Pada saat ini pelaksanaan fungsi perbankan terlihat dari pengaturan usaha bank yang ditetapkan dalam Undang-Undang Perbankan. Usaha bank yang dimaksud tidak bersifat limitatif melainkan enumeratif, sehingga memungkinkan hubungan antara bank dengan nasabahnya untuk melakukan perjanjian yang tidak bertentangan dengan undang-undang, kesusilaan, dan ketertiban umum. Dalam arti yuridis, fungsi perbankan sebagai penghimpun dan penyalur dana masyarakat merupakan esensi perjanjian yang meliputi 2 (dua) hal yaitu menghimpun dana dari masyarakat, disebut sebagai perjanjian simpanan, dan menyalurkan dana ke masyarakat, disebut sebagai perjanjian kredit bank.
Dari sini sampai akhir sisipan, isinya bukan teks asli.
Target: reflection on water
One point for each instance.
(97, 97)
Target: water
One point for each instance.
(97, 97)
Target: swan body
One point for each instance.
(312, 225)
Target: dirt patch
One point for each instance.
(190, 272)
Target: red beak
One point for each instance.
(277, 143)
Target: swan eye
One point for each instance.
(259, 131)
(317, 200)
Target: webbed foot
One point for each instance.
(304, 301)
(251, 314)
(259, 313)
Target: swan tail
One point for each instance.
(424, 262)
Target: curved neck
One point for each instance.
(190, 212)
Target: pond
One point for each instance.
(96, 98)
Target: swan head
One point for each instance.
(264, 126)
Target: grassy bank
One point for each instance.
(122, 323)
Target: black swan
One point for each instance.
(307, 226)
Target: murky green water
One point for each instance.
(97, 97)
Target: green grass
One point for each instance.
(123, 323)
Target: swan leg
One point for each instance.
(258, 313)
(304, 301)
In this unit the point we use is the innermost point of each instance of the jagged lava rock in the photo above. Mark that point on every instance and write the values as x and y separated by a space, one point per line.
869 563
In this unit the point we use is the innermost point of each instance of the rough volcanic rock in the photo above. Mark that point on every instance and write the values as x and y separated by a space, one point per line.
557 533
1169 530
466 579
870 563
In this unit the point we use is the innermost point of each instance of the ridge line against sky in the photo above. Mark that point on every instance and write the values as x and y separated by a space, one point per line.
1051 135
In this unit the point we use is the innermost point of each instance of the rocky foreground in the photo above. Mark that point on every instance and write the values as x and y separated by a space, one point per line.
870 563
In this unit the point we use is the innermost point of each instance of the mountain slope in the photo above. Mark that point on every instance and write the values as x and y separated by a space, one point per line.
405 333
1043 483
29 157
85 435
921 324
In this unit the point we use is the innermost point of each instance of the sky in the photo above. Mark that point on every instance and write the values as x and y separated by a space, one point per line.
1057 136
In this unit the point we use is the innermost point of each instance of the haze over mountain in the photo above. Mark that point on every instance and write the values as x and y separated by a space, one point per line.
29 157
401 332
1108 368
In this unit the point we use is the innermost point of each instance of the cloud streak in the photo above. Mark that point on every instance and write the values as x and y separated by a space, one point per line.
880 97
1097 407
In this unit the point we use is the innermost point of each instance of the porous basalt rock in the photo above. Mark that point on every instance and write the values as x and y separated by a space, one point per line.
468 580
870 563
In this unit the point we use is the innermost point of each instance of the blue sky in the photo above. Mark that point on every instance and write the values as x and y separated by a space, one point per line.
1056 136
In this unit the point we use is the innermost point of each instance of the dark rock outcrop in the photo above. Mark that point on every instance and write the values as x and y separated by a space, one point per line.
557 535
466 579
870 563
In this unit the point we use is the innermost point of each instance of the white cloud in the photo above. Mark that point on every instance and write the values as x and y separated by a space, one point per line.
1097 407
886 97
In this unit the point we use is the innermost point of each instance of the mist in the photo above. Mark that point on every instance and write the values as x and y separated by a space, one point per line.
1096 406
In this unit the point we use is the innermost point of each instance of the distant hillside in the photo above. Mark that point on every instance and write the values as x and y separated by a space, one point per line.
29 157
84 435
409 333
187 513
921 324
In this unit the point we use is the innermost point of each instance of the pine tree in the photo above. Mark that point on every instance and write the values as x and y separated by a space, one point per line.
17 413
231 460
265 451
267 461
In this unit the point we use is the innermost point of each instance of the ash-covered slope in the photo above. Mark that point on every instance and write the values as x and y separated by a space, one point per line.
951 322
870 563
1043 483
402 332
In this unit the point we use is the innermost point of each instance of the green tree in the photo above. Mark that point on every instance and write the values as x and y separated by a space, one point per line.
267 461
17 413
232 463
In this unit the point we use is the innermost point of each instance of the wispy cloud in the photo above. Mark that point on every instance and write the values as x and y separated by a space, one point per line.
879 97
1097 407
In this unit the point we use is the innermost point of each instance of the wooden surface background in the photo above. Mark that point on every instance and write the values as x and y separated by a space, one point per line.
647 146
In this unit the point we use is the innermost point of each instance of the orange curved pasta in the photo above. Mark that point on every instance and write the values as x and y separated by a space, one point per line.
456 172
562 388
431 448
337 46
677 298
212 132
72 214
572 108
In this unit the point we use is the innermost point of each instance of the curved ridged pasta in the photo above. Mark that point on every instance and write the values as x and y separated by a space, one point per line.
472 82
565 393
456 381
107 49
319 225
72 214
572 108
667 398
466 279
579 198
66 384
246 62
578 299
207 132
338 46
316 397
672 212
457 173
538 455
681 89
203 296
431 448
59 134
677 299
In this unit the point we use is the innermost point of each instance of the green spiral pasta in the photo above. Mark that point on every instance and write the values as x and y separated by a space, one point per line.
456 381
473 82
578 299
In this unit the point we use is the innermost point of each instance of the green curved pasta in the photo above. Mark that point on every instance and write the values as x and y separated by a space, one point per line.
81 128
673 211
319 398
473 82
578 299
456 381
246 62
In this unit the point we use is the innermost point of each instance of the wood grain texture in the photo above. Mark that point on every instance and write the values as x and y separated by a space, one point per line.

Perjanjian simpanan dan perjanjian kredit bank pada bank konvensional berbeda dengan perjanjian simpanan dan perjanjian pembiayaan pada bank syariah. Perbedaan ini terletak pada filsafat yang dianut dari kedua sistem bank yang bersangkutan. Bank syariah tidak menggunakan sistem bunga, sedangkan bank konvensional memakai sistem bunga dalam kegiatan usahanya. Di samping itu, terdapat perbedaan pada aspek operasional, sosial, dan organisasinya. Sebenarnya istilah bank konvensional kurang tepat jika hendak dipersandingkan atau diperlawankan dengan bank syariah. Lebih tepat dipakai frase “bank non-syariah”. Seolah-olah bank konvensional itu kuno, kolot, dan tidak membawa perubahan. Kenyataan yuridis dalam ius constitutum, figur-figur hukum yang lahir dari produk bank non-syariah lebih besar frekuensinya dibandingkan dengan bank syariah. Kedua bentuk perjanjian tersebut akan dilihat dalam perspektif hukum perdata yang mencakup hukum perjanjian pada satu sisi dan hukum benda pada sisi lainnya khususnya hukum jaminan.